ESLM: Risk-Averse Selective Language Modeling for Efficient Pretraining
Melis Ilayda Bal, Volkan Cevher, Michael Muehlebach
TL;DR
ESLM tackles the inefficiency of uniform token treatment in large-scale pretraining by introducing token-level risk-aware selective learning. By scoring tokens with per-token risk $S_\theta(x_j)$ and filtering via value-at-risk thresholds, ESLM reshapes the training distribution to emphasize informative tokens, achieving substantial compute efficiency without sacrificing, and often improving, perplexity and downstream results.
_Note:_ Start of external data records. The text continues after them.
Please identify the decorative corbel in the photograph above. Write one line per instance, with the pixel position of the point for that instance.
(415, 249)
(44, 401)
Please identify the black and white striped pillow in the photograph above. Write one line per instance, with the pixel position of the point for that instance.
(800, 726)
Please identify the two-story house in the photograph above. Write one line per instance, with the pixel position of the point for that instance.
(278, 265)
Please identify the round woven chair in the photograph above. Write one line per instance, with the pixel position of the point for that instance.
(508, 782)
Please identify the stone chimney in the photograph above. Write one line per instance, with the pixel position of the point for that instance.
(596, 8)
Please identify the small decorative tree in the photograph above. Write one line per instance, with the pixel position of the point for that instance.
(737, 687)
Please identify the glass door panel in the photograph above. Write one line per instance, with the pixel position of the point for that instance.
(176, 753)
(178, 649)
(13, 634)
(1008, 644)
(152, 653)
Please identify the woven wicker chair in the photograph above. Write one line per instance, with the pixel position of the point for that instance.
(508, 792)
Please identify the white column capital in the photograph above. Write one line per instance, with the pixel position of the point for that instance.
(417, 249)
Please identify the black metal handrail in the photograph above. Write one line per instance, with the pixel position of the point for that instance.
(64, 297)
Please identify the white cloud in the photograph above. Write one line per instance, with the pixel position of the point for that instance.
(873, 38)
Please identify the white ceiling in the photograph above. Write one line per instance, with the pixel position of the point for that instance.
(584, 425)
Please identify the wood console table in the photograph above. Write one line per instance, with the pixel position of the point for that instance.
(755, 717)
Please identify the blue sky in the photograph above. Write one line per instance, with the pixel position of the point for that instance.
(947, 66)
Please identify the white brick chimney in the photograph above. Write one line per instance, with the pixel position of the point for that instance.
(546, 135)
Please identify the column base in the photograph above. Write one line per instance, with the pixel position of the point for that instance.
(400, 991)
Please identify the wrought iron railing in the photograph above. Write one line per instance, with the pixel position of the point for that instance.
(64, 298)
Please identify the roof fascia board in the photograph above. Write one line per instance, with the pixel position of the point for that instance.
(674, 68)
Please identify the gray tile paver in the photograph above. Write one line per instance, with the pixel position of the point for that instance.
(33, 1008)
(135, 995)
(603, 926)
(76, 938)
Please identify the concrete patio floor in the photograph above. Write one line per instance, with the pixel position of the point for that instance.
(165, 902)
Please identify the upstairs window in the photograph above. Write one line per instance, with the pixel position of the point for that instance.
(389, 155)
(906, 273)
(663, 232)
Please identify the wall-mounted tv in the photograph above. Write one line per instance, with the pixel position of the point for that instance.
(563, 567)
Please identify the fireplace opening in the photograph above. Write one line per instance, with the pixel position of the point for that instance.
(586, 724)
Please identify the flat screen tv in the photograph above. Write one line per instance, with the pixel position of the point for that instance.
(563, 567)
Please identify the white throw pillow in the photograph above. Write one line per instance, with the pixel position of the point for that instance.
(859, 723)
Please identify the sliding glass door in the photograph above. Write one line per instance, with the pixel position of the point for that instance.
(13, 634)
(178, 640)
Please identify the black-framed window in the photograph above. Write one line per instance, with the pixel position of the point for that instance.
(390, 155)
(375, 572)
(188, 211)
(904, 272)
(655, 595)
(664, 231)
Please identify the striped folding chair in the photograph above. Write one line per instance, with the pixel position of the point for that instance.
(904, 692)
The framework connects to distributionally robust optimization and includes adaptive (Ada-Eslm) and knowledge-distillation (Eslm-Kd) extensions, demonstrating consistent gains across model sizes and data mixtures. Empirically, ESLM reduces training FLOPs and enables larger batch sizes while maintaining or boosting performance on a broad set of benchmarks, highlighting its practical impact for scalable and robust LLM pretraining.
Abstract
Large language model pretraining is compute-intensive, yet many tokens contribute marginally to learning, resulting in inefficiency. We introduce Efficient Selective Language Modeling (ESLM), a risk-aware algorithm that improves training efficiency and distributional robustness by performing online token-level batch selection. ESLM leverages per-token statistics (e.g., entropy or loss) and applies value-at-risk thresholding to retain only the most informative tokens per batch. This data-centric mechanism reshapes the training loss, prioritizing high-risk tokens and eliminating redundant gradient computation. We frame ESLM as a bilevel game: the model competes with a masking adversary that selects worst-case token subsets under a constrained thresholding rule. In the loss-based setting, ESLM recovers conditional value-at-risk loss minimization, providing a principled connection to distributionally robust optimization. We extend our approach to Ada-ESLM, which adaptively tunes the selection confidence during training. Experiments on GPT-2 pretraining show that ESLM significantly reduces training FLOPs while maintaining or improving both perplexity and downstream performance compared to baselines. Our approach also scales across model sizes, pretraining corpora, and integrates naturally with knowledge distillation.